Anna Ovena Hoyer

Anna Ovena Hoyer

Anna Ovena Hoyer (born: Anke Hanß, aka Anna Ovena Hoyers, Swedish: Anna Orena Höijer) (Koldenbüttel on Ejdersted peninsula 1584 – 27 November 1655) was a writer and poet, originally German; active in Sweden from 1632. She belonged to the anabaptists and was a critic of Lutheranism.

Biography

Hoyer was the only child of the wealthy Hans Owens (aka Johann Oven) and his wife Wennecke Hunnens was educated in astronomy, literature and the Classics. She married Hermann Hoyer, stadtholder in Ejdersted, with whom she had at least nine children. With her dowry, amounting to 100,000 rixdollar of Lübeck fineness, she helped to repay debts charged on her spouse's estates. She inherited the manor Hoyersworth (a part of today's Oldenswort) in the North Sea coastal marshes at Hermann Hoyer's death on 13 September 1622.

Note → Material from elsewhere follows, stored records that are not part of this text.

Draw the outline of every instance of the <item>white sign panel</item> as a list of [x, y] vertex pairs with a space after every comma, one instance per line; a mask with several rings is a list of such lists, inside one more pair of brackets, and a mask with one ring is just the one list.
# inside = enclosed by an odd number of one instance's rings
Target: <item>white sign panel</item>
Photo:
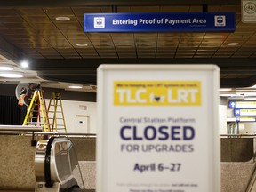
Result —
[[242, 22], [256, 22], [256, 0], [242, 0]]
[[219, 68], [98, 68], [98, 192], [220, 192]]

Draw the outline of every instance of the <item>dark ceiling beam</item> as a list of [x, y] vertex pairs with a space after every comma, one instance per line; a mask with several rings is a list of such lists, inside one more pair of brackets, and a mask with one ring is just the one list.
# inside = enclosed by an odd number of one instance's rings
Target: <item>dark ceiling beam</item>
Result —
[[95, 69], [100, 64], [216, 64], [222, 71], [256, 72], [255, 59], [246, 58], [164, 58], [164, 59], [38, 59], [31, 60], [31, 70]]
[[239, 5], [241, 0], [2, 0], [0, 6]]

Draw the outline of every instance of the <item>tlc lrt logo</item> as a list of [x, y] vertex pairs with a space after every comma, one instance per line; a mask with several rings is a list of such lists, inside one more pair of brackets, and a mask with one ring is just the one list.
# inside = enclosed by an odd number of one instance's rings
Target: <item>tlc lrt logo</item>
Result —
[[201, 105], [200, 82], [116, 82], [115, 105]]

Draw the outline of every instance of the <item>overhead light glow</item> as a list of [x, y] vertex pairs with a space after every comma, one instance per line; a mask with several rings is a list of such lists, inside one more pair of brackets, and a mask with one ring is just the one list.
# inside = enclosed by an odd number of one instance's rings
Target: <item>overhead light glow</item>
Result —
[[67, 20], [69, 20], [70, 18], [69, 17], [56, 17], [55, 20], [60, 20], [60, 21], [67, 21]]
[[68, 86], [68, 88], [70, 88], [70, 89], [82, 89], [83, 85], [81, 85], [81, 84], [71, 84], [71, 85]]
[[0, 71], [10, 71], [13, 70], [13, 68], [11, 66], [0, 66]]
[[232, 91], [231, 88], [221, 88], [219, 90], [220, 92], [229, 92], [229, 91]]
[[256, 100], [256, 97], [244, 97], [244, 100]]
[[4, 73], [0, 73], [1, 77], [5, 78], [21, 78], [24, 77], [24, 73], [20, 71], [9, 71]]
[[24, 61], [22, 61], [22, 62], [20, 63], [20, 65], [21, 65], [22, 68], [28, 68], [28, 62], [26, 61], [26, 60], [24, 60]]
[[88, 46], [87, 44], [77, 44], [76, 46]]
[[236, 46], [238, 44], [239, 44], [239, 43], [236, 43], [236, 42], [227, 44], [228, 46]]

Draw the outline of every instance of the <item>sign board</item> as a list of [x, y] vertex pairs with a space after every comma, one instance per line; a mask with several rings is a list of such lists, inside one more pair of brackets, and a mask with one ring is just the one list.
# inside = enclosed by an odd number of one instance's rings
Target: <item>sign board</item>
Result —
[[235, 116], [256, 116], [256, 108], [235, 108]]
[[235, 31], [235, 12], [88, 13], [84, 32]]
[[256, 101], [229, 100], [229, 108], [256, 108]]
[[236, 122], [255, 122], [255, 117], [236, 117]]
[[101, 65], [98, 192], [220, 192], [215, 65]]
[[256, 0], [242, 0], [242, 22], [256, 22]]

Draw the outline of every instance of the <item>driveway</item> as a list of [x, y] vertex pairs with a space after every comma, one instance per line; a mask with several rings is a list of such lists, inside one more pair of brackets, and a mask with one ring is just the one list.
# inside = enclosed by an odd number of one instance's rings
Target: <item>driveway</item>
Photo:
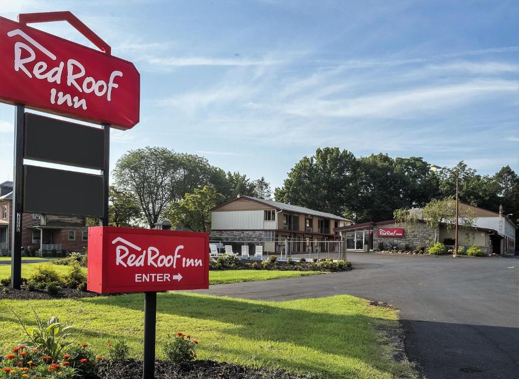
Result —
[[519, 259], [348, 253], [355, 269], [196, 291], [283, 301], [348, 294], [401, 309], [409, 359], [429, 378], [519, 373]]

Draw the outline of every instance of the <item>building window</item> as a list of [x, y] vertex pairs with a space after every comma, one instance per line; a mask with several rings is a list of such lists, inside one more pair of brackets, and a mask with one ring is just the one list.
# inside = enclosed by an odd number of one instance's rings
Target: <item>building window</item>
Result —
[[42, 232], [37, 229], [33, 230], [33, 243], [39, 243]]
[[274, 241], [274, 232], [265, 232], [265, 241]]
[[274, 209], [270, 211], [264, 211], [263, 220], [265, 221], [274, 221], [276, 220], [276, 211]]

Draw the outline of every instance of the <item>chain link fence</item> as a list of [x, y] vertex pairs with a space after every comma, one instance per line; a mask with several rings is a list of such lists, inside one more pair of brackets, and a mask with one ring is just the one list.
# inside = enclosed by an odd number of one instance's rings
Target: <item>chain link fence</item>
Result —
[[297, 260], [333, 259], [346, 260], [346, 241], [321, 239], [296, 239], [293, 238], [256, 238], [254, 240], [211, 239], [210, 241], [211, 254], [222, 254], [226, 252], [237, 255], [239, 258], [250, 259], [265, 259], [276, 255], [281, 261], [288, 258]]

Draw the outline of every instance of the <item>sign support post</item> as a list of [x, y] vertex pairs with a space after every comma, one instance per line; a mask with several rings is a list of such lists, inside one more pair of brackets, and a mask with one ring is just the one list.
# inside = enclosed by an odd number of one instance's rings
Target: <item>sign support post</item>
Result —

She was influenced by Indian religion in her reluctance to kill anything living, and became influenced by the sectarians Nicolaus Knutzen Teting and Hartvig Lehmann, religious refugees from Flensborg, whom she gave asylum. She refused to participate in the church services and held her own. She ruined herself on charity. In 1632, she sold her estate to Augusta of Denmark and fled to Sweden, where she became a protégée of the queen, Maria Eleonora of Brandenburg. In 1634 she visited Hoyersworth and experienced in October the devastating Burchardi flood. In Sweden she resided in Västervik and thereafter at a little property outside Stockholm until her death.